Class SelfDistillationTrainer<T>

Namespace
AiDotNet.KnowledgeDistillation
Assembly
AiDotNet.dll

Implements self-distillation where a model acts as its own teacher to improve calibration and generalization.

public class SelfDistillationTrainer<T> : KnowledgeDistillationTrainerBase<T, Vector<T>, Vector<T>>, IKnowledgeDistillationTrainer<T, Vector<T>, Vector<T>>

Type Parameters

T

The numeric type for calculations (e.g., double, float).

Inheritance
KnowledgeDistillationTrainerBase<T, Vector<T>, Vector<T>>
SelfDistillationTrainer<T>
Implements
IKnowledgeDistillationTrainer<T, Vector<T>, Vector<T>>
Inherited Members

Remarks

For Beginners: Self-distillation is a clever technique where a model learns from itself! Instead of using a separate larger teacher, you train a model normally, then use it as a teacher to train itself again. This often improves: - **Calibration**: Model confidence matches actual accuracy - **Generalization**: Better performance on unseen data - **Robustness**: Less sensitive to noisy labels or adversarial examples

How It Works: 1. Train model normally on hard labels (standard training) 2. Save the trained model's predictions 3. Retrain the model using its own soft predictions as teacher 4. Repeat for multiple generations if desired

Real-world Analogy: Imagine studying for an exam, then teaching the material to yourself as if you were a student. By explaining concepts in your own words, you deepen your understanding and identify gaps in your knowledge. Self-distillation works similarly for neural networks.

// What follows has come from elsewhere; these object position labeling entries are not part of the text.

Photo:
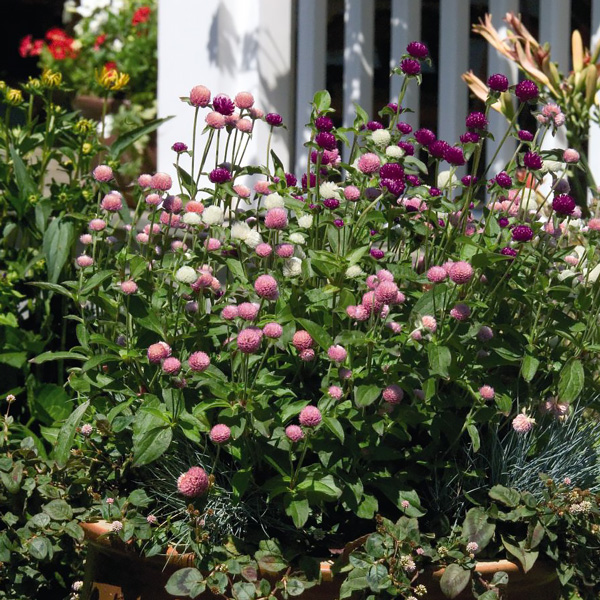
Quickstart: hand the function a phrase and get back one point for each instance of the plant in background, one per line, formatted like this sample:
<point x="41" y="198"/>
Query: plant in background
<point x="319" y="349"/>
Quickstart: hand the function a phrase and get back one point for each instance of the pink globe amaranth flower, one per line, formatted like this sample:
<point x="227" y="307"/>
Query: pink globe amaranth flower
<point x="523" y="423"/>
<point x="157" y="352"/>
<point x="460" y="272"/>
<point x="266" y="287"/>
<point x="335" y="392"/>
<point x="284" y="250"/>
<point x="248" y="310"/>
<point x="84" y="261"/>
<point x="200" y="96"/>
<point x="460" y="312"/>
<point x="244" y="100"/>
<point x="111" y="202"/>
<point x="161" y="182"/>
<point x="219" y="434"/>
<point x="273" y="330"/>
<point x="193" y="483"/>
<point x="129" y="287"/>
<point x="171" y="365"/>
<point x="429" y="323"/>
<point x="351" y="193"/>
<point x="302" y="340"/>
<point x="229" y="312"/>
<point x="437" y="274"/>
<point x="263" y="250"/>
<point x="102" y="173"/>
<point x="248" y="340"/>
<point x="369" y="163"/>
<point x="276" y="218"/>
<point x="96" y="225"/>
<point x="310" y="416"/>
<point x="393" y="394"/>
<point x="198" y="362"/>
<point x="294" y="433"/>
<point x="487" y="392"/>
<point x="337" y="353"/>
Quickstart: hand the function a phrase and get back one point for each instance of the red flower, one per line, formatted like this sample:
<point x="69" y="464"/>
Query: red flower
<point x="141" y="15"/>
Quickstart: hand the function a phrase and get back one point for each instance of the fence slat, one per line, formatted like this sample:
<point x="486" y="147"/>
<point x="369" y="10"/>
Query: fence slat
<point x="406" y="27"/>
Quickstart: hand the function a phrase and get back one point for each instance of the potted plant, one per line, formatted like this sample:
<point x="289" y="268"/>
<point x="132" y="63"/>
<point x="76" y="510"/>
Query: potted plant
<point x="358" y="352"/>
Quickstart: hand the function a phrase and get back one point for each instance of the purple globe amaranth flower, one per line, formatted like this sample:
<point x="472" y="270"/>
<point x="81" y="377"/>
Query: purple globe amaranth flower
<point x="522" y="233"/>
<point x="324" y="123"/>
<point x="404" y="128"/>
<point x="498" y="82"/>
<point x="454" y="155"/>
<point x="391" y="171"/>
<point x="526" y="90"/>
<point x="424" y="136"/>
<point x="533" y="161"/>
<point x="503" y="179"/>
<point x="525" y="136"/>
<point x="224" y="105"/>
<point x="476" y="120"/>
<point x="274" y="119"/>
<point x="326" y="140"/>
<point x="410" y="66"/>
<point x="179" y="147"/>
<point x="417" y="50"/>
<point x="563" y="204"/>
<point x="219" y="175"/>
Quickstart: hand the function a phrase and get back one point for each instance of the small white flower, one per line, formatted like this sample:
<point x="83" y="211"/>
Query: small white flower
<point x="292" y="267"/>
<point x="186" y="275"/>
<point x="394" y="152"/>
<point x="253" y="239"/>
<point x="354" y="271"/>
<point x="305" y="221"/>
<point x="329" y="190"/>
<point x="274" y="200"/>
<point x="297" y="238"/>
<point x="381" y="137"/>
<point x="240" y="231"/>
<point x="213" y="215"/>
<point x="191" y="219"/>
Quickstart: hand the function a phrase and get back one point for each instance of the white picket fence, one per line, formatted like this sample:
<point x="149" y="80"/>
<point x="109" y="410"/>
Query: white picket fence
<point x="276" y="49"/>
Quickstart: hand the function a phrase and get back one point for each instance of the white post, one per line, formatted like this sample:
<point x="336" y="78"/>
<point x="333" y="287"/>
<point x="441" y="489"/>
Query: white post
<point x="499" y="64"/>
<point x="453" y="62"/>
<point x="358" y="58"/>
<point x="310" y="68"/>
<point x="406" y="28"/>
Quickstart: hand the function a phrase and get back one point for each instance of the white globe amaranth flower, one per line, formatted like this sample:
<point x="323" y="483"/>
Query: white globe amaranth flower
<point x="191" y="219"/>
<point x="381" y="137"/>
<point x="274" y="200"/>
<point x="329" y="190"/>
<point x="240" y="231"/>
<point x="394" y="152"/>
<point x="186" y="275"/>
<point x="213" y="215"/>
<point x="305" y="221"/>
<point x="354" y="271"/>
<point x="292" y="267"/>
<point x="253" y="238"/>
<point x="297" y="238"/>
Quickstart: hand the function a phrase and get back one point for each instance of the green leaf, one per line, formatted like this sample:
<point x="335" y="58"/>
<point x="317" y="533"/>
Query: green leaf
<point x="186" y="582"/>
<point x="571" y="380"/>
<point x="57" y="244"/>
<point x="365" y="395"/>
<point x="439" y="359"/>
<point x="152" y="445"/>
<point x="454" y="580"/>
<point x="66" y="435"/>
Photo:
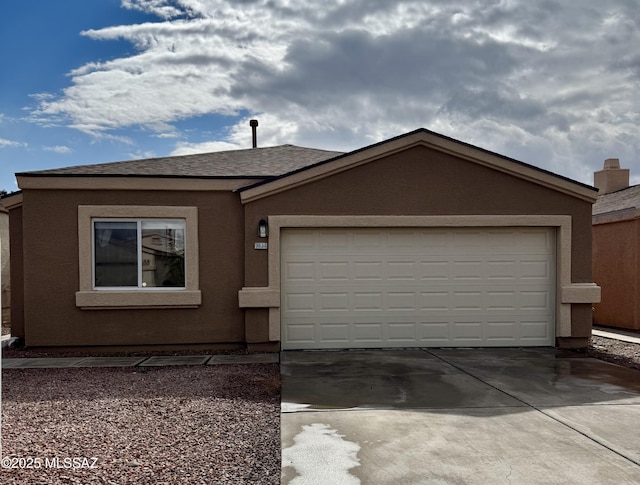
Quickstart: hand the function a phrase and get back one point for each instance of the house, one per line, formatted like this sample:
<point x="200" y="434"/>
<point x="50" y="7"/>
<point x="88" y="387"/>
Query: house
<point x="616" y="247"/>
<point x="418" y="241"/>
<point x="5" y="286"/>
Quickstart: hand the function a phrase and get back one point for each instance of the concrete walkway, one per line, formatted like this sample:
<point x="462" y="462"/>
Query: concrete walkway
<point x="472" y="416"/>
<point x="155" y="361"/>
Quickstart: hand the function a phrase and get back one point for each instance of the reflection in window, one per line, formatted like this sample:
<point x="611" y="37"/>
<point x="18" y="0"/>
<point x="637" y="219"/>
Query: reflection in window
<point x="139" y="253"/>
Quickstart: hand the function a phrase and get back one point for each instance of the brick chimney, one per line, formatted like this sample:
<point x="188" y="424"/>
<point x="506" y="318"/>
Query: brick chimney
<point x="611" y="178"/>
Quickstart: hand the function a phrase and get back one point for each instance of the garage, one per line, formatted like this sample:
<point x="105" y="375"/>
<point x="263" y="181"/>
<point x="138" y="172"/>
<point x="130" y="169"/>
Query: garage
<point x="417" y="287"/>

Variants: - **Iterative Self-Distillation**: Multiple rounds of self-teaching - **Born-Again Networks**: Same architecture, trained from scratch with self as teacher - **Online Self-Distillation**: Student learns from earlier checkpoints of itself

Benefits: - No need for a separate teacher model - Improves calibration without model compression - Can be combined with data augmentation for better regularization - Often provides 1-3% accuracy improvement for free

When to Use: - You want better calibrated predictions - You have limited model capacity (can't afford a larger teacher) - You want to improve an existing trained model - You're training on noisy or imperfect labels

References: - Furlanello, T., et al. (2018). Born Again Neural Networks. ICML. - Zhang, L., et al. (2019). Be Your Own Teacher: Improve the Performance of Convolutional Neural Networks via Self-Distillation.

Constructors

SelfDistillationTrainer(IDistillationStrategy<T>, int, int?)

Initializes a new instance of the SelfDistillationTrainer class.

public SelfDistillationTrainer(IDistillationStrategy<T> distillationStrategy, int generations = 1, int? seed = null)

Parameters

distillationStrategy IDistillationStrategy<T>

The strategy for computing distillation loss.

generations int

Number of self-distillation generations (default 1). More generations can improve performance but take longer to train.

seed int?

Optional random seed for reproducibility.

Remarks

For Beginners: Generations control how many times the model relearns from itself: - 1 generation: Train normally (standard training, no self-distillation) - 2 generations: Train, then retrain using self as teacher (first self-distillation) - 3 generations: Train → self-teach → self-teach again - More generations: Diminishing returns, usually not worth it beyond 2-3

Example:

var distillationLoss = new DistillationLoss<double>(temperature: 3.0, alpha: 0.5);
var selfTrainer = new SelfDistillationTrainer<double>(distillationLoss, generations: 2);

Properties

EMADecay

Gets or sets the EMA decay rate (default 0.99). Higher values give more weight to history.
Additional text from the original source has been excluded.